Ophelia on Acid is rich with candid and uncanny poems. Pulling no punches Jennifer Bradpiece wears the title painling like reverse-armor and with all the tenderness of soft skin, guides the reader through the altered reality that manifests in the wake of daily pain. The rituals—the secrets—the haunting truth of pain: resonate loudly in these pages.
Through Ophelia on Acid Bradpiece establishes herself in the emerging tradition of disability poetics, deriving forms from her experiences with doctors, the medical system, and from having to explain and reexplain that the pain is real. These poems occupy space in conversation with anthologies like, Beauty is a Verb. Disability poetics has become a flourishing artform though barriers remain for disabled writers. Submitting to publications can itself be an insurmountable task.

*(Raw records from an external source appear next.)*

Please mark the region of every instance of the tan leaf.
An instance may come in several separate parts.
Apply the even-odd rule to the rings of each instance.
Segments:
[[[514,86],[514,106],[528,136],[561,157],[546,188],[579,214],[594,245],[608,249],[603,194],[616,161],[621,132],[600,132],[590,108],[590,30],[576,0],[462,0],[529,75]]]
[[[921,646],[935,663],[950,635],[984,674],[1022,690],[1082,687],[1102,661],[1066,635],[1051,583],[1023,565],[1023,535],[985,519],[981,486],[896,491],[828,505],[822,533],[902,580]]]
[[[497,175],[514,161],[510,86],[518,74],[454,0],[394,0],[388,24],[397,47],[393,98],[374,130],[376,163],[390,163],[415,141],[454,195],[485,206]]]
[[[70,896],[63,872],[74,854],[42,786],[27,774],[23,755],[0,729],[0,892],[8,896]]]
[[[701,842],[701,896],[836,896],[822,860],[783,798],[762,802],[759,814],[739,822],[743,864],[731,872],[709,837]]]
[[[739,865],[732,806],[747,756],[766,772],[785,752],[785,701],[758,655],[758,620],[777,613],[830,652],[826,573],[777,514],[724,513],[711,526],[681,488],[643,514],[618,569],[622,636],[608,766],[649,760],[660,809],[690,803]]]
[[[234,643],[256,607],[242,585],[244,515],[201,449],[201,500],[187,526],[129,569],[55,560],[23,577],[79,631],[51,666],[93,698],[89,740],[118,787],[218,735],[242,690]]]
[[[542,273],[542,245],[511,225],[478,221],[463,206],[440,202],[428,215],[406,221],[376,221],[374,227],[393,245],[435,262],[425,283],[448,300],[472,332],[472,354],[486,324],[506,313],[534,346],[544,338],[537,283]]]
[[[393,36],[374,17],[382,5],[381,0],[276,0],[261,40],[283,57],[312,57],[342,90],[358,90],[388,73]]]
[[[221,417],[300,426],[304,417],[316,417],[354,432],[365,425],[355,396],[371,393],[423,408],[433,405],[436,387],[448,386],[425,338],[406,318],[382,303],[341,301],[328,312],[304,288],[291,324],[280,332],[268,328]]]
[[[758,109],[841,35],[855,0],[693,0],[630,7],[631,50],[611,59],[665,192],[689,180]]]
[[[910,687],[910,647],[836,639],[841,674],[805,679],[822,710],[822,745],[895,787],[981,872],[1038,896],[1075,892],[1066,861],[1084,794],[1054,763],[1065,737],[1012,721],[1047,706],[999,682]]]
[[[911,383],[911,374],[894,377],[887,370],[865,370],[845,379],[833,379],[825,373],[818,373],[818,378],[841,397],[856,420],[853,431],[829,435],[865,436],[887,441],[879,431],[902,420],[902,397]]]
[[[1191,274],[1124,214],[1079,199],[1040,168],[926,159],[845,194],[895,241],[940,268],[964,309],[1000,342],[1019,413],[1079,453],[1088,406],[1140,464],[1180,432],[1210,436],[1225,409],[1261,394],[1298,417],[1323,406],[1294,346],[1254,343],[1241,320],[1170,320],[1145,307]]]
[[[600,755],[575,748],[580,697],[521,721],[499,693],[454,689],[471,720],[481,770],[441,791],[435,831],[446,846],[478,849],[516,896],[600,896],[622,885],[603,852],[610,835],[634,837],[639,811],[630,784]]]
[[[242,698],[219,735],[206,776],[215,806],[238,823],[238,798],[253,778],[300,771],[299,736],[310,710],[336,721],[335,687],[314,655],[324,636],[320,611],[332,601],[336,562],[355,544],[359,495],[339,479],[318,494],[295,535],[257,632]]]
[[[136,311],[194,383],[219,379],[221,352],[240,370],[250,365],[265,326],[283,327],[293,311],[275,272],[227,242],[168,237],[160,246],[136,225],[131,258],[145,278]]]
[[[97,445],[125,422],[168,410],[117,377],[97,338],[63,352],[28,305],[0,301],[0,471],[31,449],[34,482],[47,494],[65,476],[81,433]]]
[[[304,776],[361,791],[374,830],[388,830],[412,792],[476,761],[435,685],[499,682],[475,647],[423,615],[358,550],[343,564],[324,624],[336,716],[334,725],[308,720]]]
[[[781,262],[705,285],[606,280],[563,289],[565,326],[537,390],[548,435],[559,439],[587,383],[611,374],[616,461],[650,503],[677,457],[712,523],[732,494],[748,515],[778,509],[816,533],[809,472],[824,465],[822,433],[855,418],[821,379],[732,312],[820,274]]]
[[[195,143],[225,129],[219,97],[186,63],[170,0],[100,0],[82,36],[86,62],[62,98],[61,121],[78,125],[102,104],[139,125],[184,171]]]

For so many reasons I consider Ophelia on Acid a true gift to hold in my hands—dredged up from unknown depths, this book is my elixir on days I must soothe my own pains. This is a book I keep returning to as I see myself and others with pain more clearly in this river of words. In the poem, “You Ask Me Why I Wear Bright Colors,” pain is painted in all its vividness and the pervasive myth of a passive, pallid, or pale patient are obliterated. Instead the reader is invited to, “[…] place your head to my chest/and listen: the sound inside/is a peacock’s cry—strangled.” The poem that follows, “The Broken Bone,” reveals just how such a cry draws breath:
My eleventh year a horse threw me like a shoe:
unlaced me where pleasure would hinge.
The broken bone grew into a bad fist.
It will clench cold while I am wrapped around a lover.
It will stab into its crescent socket
as I hurry downstairs.
My youth will buckle here.
These images kick at the reader, kick through to the heart as they make room for this new tale of Ophelia (that’s right Shakespear, scoot over, time to make room for more womyn on the page!). This is Bradpieces’ world, where lines walk the tightrope between pleasure and pain: the body being our threshold for sensory input. This liminal space is traversed in many ways throughout Ophelia on Acid, in lines like, “I don’t know whose bones flatten the bed,/whose nerves twitch like strobes, whose/skin I’m waking up in” (“Re-Animation Aubade”) she describes the shock of waking up everyday and the harsh bewilderment that comes from debilitating-chronic pain. The overwhelmed brain can only navigate the choppy waters of sensory overload so well. It is this vulnerability that allows for intimate and sensual moments of trust:
My numb hand begins to register
its place in yours. Slowly you work up
the bones of my hand with your
fingertips and palms.
Reconstruct me.
Build me up from the twisted
pillows and haul me out
the grotesque halls of dream.
Roll out my shoulder muscles.
Carefully pack me in ice,
a frozen Persephone,
guiding the ship of my exanimate
vessel back to land.
(“Re-Animation Aubade”)
This collection, much like C.R. Grimmer’s, The Lyme Letters, is a form of memoir that chronicles and portraits the author’s experiences with disability in America. The added vulnerability of having to navigate a system of medical care that was established through the cis-white-male gaze is clear in these disability narratives derived from queer and female bodied perspectives. This has complicated healthcare for so many folx “othered” in literary canon (authors and characters) and throughout Western history. The need to tell one’s own story in this context becomes clear in poems such as, “The Thing Is,” where the narrator is second guessed by doctors who think lying about prognosis is a kindness when faced with these symptoms, but Bradpiece knows the truth:
The thing is, the truth is
I am often eighty in a
forty year old body.
(Doctors say:
“Well, you won’t
feel any worse
when you’re eighty.”)
The truth is
each year, I do—
each year, a something new.
So I know the bait
moves up ahead.
An exhaustion accumulates
filling in the breathy gaps.
The bridges between body and mind, life and death, pain and pleasure, consciousness and senselessness, are all floated under by this new Ophelia. She is not afraid to swim deeply in these waters even as she knows the eventual cost, it is not for her to worry. With honesty and power Bradpiece instead instructs her readers, “These skins are our songs./Let’s put our ears/to every pore and use/the pain for kindling” (“Life Lines”). Sage advice for any of us still breathing on this planet, in these times:
ride on the waves
which give you strength—
widening like an
unexpected smile,
like arms growing
round enough to hold others.
(“The Release”)
—“round enough to hold” Ophelia on Acid and its harried wisdom. This is a ruthless tale of feminine archetypes, figures too often given little room on the stage, page, or anywhere else as it turns out. This book is an act of defiance to that tradition, rather it is a one-woman parade—a monologue for the missing characters. This firsthand account, this selfless autobiography, morphs easily as water, as luscious as illusion, with mirror-depths and smoke-filled mouths. If you have an appetite for such delights, I welcome you, step into the river with Bradpiece, and take this dip in Ophelia on Acid.